Hypothesis 5 is that job satisfaction affects job commitment. The significant path between job satisfaction and job commitment (path coefficient = 0.975, t = 3.225, p < 0.001) suggests that job satisfaction has a positive effect on job commitment. Thus, Hypothesis 5 is accepted. This finding is consistent with those of previous studies, which showed that higher job satisfaction is associated with higher job commitment [78,79]. Table 5 lists the results of the hypothesis tests.
The results of this study hypothesis were to some of the previous studies that said there is a significant positive effect on job commitment when members’ communication becomes more active [73,80]. Although different results may come out depending on the characteristics of the different groups, this study hypothesis is a communication of material that is somewhat sensitive to food safety practitioners, and it is believed that this study may appear contrary to previous studies because it refers to vertical communication based on discipline, rather than horizontal communication.

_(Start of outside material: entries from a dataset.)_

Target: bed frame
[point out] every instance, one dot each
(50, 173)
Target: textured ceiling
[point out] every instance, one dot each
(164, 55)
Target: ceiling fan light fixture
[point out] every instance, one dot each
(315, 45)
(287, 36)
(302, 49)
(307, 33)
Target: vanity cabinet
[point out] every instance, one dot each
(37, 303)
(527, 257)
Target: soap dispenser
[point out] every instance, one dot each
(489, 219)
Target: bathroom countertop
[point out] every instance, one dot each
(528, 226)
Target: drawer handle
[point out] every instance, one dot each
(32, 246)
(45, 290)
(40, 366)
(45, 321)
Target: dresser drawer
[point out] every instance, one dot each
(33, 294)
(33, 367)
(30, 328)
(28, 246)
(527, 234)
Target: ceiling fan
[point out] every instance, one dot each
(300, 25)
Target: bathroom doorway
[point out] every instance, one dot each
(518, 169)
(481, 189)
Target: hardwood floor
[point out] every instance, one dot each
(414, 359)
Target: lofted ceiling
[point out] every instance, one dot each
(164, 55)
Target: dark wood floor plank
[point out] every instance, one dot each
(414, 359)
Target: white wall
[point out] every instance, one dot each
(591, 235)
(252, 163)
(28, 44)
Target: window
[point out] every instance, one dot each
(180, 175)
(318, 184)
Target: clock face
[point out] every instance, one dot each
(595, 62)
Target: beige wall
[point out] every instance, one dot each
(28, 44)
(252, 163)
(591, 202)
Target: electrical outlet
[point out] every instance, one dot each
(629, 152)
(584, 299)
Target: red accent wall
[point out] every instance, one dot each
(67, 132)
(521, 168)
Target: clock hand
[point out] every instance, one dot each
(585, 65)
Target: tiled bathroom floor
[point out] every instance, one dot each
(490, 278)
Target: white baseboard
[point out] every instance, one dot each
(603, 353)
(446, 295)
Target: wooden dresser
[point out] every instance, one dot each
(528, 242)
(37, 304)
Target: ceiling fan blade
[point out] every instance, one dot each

In general, most chefs in Korea are highly stressed by the tough job climate (unsocial hours, working in constant tension with the threat of being burnt, cut, or having an accident in a very limited and humid space; the pressure to perform in such a short period of time and the especially strong hierarchical work culture, etc.) and, consequently, many of them do not like communication (particularly vertical and formal communication with their mangers, department heads or directors) with their managers or colleagues unless it is necessary. This is one of the reasons why communication among staff does not necessarily have a significant positive effect.

5. Conclusions

5.1. Discussion

This study empirically analyzed the structural relationship between the food safety climate and job stress, satisfaction and commitment among hotel chefs. Direct effect means that the independent variable affects the dependent variable, and indirect effect means that the independent variable indirectly affects the dependent variable through more than one mediating variable. The total effect comes from the sum of the direct and indirect effects. This study estimated the direct and indirect effects using bootstrapping to examine the detailed causal relationship between the food safety climate, job stress, job satisfaction and job commitment. As a result of the examination of the direct and indirect effects, it was found that the direct effects from job stress and job satisfaction were greater on the risk awareness, leadership and resource factors than the indirect effects were. Meanwhile, the responsibility and communication factors were found to have greater indirect effects on job commitment through job stress and job satisfaction (See Table 6).
All five factors of the food safety climate affect the job satisfaction of hotel chefs. It can be seen that higher risk awareness reduces the job satisfaction of chefs, likely due to the psychological stress associated with the pressure to produce safe food. Risk awareness regarding food is an important factor that should be present in employees. However, this may have negative effects on job satisfaction; thus, managers need to provide employees with sufficient rest and a sense of psychological stability. Finally, we observed that job satisfaction has a strong positive effect on job commitment.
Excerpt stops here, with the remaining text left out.